La jueza Bolton consultó al abogado de Brewer, John Bouma, sobre la parte de la ley que según los adversarios puede prestarse a que la policía interrogue a cualquier ciudadano de apariencia hispana.

"No está basado en la realidad", dijo Bouma.

"Si vamos a pedir identificación a cada quien que parezca hispano, eso sería imposible", respondió el letrado, quien reiteró que la policía está preparada para evitar discriminación racial.

En las afueras del palacio de justicia local Sandra Day O"Connor, en el centro de Phoenix, decenas de manifestantes resguardados por cordones policiales protestaron en contra la ley, que según sondeos recientes es una medida popular en el estado y con importante respaldo en el país.

Terri Leon, director ejecutivo de la organización no gubernamental Friendly House, dijo en la corte: "Lo que está hoy pasando aquí tendrá un enorme impacto en todo nuestro país, pero la historia está de nuestro lado".

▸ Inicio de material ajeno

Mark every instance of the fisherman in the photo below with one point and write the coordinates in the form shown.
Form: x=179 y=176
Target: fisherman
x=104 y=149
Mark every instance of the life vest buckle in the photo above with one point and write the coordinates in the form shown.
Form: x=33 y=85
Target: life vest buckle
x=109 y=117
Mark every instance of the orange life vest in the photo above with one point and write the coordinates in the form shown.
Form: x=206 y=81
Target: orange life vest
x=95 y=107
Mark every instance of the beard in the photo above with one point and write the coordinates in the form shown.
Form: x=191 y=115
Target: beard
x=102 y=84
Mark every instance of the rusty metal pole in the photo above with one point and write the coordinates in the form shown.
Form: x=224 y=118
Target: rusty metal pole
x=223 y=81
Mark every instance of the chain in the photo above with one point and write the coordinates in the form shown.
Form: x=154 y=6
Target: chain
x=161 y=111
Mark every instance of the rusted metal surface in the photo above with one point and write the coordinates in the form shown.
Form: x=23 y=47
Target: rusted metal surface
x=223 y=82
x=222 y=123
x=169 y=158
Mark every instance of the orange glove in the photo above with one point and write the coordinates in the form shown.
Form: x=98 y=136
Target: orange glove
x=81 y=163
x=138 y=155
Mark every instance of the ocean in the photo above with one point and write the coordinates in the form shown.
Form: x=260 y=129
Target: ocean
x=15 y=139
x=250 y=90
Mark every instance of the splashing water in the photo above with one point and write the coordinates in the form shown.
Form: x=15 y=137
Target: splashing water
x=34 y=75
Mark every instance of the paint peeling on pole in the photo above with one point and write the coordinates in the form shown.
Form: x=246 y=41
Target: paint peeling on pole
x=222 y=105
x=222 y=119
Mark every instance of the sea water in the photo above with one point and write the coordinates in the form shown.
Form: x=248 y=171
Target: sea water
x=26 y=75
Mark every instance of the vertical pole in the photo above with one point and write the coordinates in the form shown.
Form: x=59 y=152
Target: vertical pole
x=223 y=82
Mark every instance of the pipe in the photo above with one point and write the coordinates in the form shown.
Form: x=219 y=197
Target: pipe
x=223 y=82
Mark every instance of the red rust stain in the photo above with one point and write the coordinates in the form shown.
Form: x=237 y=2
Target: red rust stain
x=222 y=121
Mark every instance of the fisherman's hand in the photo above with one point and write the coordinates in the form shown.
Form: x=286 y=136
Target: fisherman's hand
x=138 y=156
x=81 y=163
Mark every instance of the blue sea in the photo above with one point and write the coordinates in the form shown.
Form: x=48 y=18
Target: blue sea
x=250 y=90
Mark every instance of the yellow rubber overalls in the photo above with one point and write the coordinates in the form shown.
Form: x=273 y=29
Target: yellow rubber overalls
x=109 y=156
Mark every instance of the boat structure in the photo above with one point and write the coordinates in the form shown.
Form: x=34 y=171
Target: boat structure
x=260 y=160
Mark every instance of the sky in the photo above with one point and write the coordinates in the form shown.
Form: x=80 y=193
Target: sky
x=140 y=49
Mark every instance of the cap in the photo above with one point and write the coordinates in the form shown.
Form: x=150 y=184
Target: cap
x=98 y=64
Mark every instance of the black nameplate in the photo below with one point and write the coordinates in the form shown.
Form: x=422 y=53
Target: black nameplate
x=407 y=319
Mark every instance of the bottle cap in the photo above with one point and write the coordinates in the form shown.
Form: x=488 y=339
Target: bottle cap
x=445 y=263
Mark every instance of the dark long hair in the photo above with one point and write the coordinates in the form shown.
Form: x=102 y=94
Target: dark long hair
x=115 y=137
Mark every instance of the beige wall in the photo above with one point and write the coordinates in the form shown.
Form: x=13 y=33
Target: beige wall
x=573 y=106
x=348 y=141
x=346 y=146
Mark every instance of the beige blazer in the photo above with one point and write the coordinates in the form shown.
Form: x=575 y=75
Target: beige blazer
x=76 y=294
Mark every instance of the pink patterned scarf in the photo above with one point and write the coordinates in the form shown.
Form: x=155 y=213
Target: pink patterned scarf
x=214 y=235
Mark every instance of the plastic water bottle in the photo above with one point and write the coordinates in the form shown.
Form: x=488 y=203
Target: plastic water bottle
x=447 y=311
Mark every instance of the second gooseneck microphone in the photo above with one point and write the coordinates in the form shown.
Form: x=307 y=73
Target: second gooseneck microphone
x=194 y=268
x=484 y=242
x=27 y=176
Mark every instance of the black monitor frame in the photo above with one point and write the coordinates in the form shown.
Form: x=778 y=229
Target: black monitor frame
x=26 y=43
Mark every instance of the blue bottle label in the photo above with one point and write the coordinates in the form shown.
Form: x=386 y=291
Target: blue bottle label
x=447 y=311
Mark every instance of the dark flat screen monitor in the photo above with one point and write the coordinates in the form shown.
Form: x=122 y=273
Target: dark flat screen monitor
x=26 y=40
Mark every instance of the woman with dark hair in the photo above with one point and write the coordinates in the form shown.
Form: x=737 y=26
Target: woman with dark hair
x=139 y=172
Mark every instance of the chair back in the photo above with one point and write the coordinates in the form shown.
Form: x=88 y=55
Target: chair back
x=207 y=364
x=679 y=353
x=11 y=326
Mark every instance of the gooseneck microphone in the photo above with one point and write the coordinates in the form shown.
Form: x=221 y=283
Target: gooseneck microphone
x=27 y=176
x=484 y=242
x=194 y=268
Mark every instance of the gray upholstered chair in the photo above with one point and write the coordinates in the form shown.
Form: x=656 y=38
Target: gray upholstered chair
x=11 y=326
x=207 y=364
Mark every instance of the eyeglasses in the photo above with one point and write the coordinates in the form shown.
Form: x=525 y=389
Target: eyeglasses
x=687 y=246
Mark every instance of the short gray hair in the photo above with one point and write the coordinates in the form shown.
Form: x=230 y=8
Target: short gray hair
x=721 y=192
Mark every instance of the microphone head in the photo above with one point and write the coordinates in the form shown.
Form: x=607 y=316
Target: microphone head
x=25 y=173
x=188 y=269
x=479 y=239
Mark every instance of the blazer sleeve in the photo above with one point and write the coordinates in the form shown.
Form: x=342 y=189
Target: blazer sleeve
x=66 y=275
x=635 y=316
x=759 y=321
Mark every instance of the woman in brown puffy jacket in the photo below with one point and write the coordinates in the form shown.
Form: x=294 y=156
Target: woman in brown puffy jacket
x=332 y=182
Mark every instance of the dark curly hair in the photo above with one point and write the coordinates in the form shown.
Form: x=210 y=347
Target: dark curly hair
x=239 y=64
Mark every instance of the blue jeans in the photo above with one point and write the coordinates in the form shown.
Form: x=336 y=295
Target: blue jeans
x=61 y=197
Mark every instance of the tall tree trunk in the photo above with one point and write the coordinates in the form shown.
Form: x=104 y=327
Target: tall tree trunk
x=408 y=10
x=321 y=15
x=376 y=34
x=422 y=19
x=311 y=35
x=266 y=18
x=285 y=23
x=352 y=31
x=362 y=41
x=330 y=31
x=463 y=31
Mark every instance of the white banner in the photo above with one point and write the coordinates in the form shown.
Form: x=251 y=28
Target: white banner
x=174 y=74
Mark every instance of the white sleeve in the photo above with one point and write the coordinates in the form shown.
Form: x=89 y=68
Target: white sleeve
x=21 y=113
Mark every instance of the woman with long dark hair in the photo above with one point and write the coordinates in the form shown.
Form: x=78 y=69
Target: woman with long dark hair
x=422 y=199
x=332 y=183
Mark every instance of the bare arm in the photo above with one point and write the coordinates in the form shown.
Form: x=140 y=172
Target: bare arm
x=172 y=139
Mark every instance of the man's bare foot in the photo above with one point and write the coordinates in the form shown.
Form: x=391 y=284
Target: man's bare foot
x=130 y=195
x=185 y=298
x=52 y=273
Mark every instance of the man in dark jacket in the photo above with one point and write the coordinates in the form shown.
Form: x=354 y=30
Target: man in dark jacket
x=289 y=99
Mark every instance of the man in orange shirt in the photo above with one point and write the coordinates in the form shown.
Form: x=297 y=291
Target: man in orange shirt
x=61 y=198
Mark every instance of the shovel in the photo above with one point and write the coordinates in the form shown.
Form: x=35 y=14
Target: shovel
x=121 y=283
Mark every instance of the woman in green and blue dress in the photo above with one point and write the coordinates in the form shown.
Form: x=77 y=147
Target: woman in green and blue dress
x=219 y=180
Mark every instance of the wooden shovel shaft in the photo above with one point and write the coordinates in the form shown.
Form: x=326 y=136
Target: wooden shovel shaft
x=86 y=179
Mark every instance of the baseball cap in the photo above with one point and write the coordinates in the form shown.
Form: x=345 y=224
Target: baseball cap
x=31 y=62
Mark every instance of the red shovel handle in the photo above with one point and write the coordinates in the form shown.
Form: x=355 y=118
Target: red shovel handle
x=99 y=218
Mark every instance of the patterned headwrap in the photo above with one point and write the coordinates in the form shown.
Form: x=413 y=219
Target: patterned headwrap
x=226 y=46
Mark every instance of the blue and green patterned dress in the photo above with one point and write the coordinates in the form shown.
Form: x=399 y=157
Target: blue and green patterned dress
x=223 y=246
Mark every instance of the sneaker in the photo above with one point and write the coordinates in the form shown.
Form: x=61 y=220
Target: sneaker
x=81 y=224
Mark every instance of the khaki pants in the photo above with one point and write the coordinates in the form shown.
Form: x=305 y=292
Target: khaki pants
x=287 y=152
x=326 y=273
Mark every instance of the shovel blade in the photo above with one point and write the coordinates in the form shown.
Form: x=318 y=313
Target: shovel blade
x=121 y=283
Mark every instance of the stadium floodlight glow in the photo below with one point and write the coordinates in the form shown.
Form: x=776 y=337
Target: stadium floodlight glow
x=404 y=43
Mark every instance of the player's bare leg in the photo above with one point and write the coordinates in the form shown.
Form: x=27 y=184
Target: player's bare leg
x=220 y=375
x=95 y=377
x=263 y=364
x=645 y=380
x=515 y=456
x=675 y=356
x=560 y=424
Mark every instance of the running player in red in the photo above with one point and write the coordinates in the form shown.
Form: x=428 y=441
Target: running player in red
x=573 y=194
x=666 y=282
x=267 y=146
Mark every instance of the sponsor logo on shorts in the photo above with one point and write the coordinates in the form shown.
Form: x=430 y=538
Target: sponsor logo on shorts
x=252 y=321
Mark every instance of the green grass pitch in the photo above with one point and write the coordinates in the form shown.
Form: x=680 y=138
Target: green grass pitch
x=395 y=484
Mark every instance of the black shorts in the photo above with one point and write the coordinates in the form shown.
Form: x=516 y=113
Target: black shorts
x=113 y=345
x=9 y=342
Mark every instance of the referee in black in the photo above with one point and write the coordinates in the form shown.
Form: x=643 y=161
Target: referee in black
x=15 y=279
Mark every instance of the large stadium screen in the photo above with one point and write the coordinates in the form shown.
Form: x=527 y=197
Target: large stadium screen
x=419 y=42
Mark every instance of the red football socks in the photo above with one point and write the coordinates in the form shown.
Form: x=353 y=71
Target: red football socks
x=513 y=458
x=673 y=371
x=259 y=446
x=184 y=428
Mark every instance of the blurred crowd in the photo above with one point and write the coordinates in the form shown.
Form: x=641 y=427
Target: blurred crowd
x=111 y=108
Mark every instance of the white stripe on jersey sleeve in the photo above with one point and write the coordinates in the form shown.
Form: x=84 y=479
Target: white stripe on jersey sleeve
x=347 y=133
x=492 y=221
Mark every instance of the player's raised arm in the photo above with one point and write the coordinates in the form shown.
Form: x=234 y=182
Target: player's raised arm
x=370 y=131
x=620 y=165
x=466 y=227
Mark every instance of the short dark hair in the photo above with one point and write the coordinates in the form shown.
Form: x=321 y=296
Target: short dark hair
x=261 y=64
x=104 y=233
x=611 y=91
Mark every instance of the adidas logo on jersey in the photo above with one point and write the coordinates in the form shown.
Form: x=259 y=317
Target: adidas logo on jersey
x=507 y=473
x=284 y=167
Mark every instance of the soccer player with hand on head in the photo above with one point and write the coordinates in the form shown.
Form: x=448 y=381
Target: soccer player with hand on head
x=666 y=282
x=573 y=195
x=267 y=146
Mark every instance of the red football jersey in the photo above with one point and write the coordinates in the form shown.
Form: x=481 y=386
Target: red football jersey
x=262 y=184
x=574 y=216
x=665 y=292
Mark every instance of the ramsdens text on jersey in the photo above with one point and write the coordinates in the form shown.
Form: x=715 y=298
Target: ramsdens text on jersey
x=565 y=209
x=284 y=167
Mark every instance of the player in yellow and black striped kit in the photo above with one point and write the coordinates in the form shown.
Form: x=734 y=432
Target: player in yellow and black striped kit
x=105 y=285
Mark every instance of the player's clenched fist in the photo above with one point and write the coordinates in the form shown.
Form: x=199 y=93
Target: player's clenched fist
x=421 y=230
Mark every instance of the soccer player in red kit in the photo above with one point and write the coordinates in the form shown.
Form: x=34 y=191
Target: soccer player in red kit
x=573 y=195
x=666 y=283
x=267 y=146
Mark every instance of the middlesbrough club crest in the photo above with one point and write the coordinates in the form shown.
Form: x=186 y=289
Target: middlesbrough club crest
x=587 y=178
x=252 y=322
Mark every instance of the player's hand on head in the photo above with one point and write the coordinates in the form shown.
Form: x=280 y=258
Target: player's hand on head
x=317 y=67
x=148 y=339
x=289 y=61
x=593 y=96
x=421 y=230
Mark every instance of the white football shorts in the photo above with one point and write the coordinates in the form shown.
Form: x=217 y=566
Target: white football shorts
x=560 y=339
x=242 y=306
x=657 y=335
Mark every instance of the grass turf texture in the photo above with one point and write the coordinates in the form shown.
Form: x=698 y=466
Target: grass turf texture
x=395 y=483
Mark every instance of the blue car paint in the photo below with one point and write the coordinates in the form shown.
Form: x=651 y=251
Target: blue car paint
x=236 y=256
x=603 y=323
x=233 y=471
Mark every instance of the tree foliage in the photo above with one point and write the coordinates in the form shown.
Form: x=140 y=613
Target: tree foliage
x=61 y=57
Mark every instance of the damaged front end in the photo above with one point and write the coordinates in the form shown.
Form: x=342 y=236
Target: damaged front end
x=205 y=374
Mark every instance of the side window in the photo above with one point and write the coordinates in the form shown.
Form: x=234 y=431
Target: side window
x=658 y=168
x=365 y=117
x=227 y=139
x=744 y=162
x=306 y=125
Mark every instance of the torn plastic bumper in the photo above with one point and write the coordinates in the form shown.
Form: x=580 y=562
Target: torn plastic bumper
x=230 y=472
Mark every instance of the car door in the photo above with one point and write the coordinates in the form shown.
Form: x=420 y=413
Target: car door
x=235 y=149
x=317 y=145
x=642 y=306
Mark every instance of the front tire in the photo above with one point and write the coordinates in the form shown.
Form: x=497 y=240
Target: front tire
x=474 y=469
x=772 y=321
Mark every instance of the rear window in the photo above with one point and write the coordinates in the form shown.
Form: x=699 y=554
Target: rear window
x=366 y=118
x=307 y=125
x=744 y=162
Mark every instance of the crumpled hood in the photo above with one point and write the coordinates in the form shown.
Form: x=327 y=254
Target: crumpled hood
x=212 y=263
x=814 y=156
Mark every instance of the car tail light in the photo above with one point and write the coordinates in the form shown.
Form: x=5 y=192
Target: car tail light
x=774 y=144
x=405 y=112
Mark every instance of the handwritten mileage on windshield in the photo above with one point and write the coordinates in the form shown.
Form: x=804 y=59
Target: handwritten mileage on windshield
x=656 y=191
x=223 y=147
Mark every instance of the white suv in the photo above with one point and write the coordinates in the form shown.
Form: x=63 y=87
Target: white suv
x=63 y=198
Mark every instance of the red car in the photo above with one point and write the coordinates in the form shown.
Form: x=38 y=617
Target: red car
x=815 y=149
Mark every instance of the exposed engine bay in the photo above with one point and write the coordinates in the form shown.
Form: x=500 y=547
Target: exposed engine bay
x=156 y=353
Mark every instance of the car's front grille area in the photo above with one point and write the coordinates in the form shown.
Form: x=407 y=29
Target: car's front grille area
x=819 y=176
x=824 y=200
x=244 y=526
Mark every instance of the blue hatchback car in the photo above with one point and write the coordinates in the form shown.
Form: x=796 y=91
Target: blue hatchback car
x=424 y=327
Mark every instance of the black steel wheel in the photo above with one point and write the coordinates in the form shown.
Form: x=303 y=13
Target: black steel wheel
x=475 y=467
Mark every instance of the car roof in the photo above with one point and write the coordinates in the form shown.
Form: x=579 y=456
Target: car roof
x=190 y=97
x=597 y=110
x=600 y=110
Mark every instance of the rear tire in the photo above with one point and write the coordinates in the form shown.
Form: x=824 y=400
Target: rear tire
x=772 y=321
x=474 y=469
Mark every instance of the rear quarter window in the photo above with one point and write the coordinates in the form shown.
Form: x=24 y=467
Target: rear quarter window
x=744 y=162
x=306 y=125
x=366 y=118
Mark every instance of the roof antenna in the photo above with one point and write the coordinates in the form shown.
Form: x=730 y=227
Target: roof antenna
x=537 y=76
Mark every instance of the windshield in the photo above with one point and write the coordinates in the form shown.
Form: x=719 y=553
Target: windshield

La ley SB1070, proclamada por la gobernadora de Arizona el pasado 23 de abril tras su votación en el Congreso estatal, declara la inmigración ilegal como un delito estatal por primera vez en la historia de Estados Unidos.

La normativa establece que la policía puede confirmar el estatuto de aquellas personas sospechosas de estar en el país sin documentos migratorios y castigar a quienes se hayan contactado con ellos en este estado fronterizo con México.

Nina Perales, abogada de la Unión Estadounidense por las Libertades Civiles (ACLU), dijo que la demanda de ellos tiene como "único objetivo bloquear la aplicación de la medida".

Los adversarios a la ley anunciaron una serie de manifestaciones la próxima semana si la ley llega a entrar en vigor.

La semana pasada la jueza Bolton había escuchado a los abogados de la gobernadora de Arizona, que pidieron a la defensa del policía de Phoenix David Salgado, de origen latino, el abandono de su demanda contra la ley, en la que alega que los oficiales tendrán dificultades para interpretarla.

En Arizona, donde viven unos dos millones de hispanos, 33% son de origen extranjero.

El estado cuenta con unos 460.000 son indocumentados de los 11 millones de inmigrantes sin papeles que residen en Estados Unidos.

La mitad de los estadounidenses cree que su gobierno debería concentrarse en detener la inmigración ilegal, mientras que 45% prefiere un plan para resolver la situación de los indocumentados ya en el país, según un sondeo de principios de julio de la firma Gallup.

El presidente Barack Obama defiende la necesidad de una reforma integral que resuelva la situación de esos inmigrantes sin papeles, que al mismo tiempo fije nuevas condiciones para el ingreso de personas al país.